AUTHOR=Sharma Umesh C. , Zhao Kanhao , Mentkowski Kyle , Sonkawade Swati D. , Karthikeyan Badri , Lang Jennifer K. , Ying Leslie TITLE=Modified GAN Augmentation Algorithms for the MRI-Classification of Myocardial Scar Tissue in Ischemic Cardiomyopathy JOURNAL=Frontiers in Cardiovascular Medicine VOLUME=8 YEAR=2021 URL=https://www.frontiersin.org/journals/cardiovascular-medicine/articles/10.3389/fcvm.2021.726943 DOI=10.3389/fcvm.2021.726943 ISSN=2297-055X ABSTRACT=

Contrast-enhanced cardiac magnetic resonance imaging (MRI) is routinely used to determine myocardial scar burden and make therapeutic decisions for coronary revascularization.
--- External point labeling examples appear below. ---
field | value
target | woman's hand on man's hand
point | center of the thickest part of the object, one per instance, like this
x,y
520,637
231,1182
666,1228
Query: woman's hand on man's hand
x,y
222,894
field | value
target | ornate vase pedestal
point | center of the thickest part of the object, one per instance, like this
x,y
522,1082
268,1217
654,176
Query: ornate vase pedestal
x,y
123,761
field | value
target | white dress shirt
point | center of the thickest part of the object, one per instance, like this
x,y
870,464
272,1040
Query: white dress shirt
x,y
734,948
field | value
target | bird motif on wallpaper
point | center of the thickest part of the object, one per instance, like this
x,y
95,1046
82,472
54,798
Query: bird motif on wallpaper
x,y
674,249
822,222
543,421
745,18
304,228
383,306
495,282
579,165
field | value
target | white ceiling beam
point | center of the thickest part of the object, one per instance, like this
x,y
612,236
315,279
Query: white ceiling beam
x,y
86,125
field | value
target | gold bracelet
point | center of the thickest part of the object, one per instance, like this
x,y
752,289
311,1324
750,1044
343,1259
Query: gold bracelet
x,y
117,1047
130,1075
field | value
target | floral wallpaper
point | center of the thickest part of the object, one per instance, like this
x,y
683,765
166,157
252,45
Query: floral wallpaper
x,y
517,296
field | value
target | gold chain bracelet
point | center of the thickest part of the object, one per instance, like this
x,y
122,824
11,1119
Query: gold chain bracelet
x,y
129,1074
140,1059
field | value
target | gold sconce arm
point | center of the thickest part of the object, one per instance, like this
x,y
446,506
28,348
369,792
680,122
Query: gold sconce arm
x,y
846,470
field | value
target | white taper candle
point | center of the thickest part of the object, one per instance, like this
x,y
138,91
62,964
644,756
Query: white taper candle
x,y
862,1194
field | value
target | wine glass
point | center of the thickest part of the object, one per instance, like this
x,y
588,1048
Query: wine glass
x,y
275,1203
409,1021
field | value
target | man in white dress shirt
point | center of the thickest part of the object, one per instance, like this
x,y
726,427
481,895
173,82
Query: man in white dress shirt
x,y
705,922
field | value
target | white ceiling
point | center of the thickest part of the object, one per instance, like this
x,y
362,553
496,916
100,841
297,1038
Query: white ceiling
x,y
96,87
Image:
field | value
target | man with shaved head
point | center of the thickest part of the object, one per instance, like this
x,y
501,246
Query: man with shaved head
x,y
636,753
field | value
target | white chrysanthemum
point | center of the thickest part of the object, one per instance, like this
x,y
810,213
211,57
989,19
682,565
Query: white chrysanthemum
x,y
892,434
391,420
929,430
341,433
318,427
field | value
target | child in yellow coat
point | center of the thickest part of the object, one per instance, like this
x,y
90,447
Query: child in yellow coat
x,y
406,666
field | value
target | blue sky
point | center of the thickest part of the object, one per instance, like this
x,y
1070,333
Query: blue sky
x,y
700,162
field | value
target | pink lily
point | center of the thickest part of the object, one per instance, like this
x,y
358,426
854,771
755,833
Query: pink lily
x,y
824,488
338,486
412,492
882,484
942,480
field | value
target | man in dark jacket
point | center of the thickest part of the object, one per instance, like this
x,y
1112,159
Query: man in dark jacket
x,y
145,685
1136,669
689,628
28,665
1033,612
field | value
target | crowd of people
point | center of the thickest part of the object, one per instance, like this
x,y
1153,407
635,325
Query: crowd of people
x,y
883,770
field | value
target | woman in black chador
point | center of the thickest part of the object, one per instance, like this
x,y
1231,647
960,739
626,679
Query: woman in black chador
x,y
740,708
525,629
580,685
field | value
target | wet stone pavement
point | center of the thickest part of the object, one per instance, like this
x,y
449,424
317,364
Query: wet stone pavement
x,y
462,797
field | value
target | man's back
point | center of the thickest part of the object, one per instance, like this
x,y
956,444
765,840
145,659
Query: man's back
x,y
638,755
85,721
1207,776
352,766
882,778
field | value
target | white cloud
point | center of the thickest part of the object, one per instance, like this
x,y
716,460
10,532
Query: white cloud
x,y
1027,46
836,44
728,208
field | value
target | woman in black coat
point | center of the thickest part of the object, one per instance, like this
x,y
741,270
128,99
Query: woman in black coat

Currently, there are no optimized deep-learning algorithms for the automated classification of scarred vs. normal myocardium. We report a modified Generative Adversarial Network (GAN) augmentation method to improve the binary classification of myocardial scar using both pre-clinical and clinical approaches. For the initial training of the MobileNetV2 platform, we used the images generated from a high-field (9.4T) cardiac MRI of a mouse model of acute myocardial infarction (MI). Once the system showed 100% accuracy for the classification of acute MI in mice, we tested the translational significance of this approach in 91 patients with an ischemic myocardial scar, and 31 control subjects without evidence of myocardial scarring. To obtain a comparable augmentation dataset, we rotated scar images 8-times and control images 72-times, generating a total of 6,684 scar images and 7,451 control images. In humans, the use of Progressive Growing GAN (PGGAN)-based augmentation showed 93% classification accuracy, which is far superior to conventional automated modules. The use of other attention modules in our CNN further improved the classification accuracy by up to 5%. These data are of high translational significance and warrant larger multicenter studies in the future to validate the clinical implications.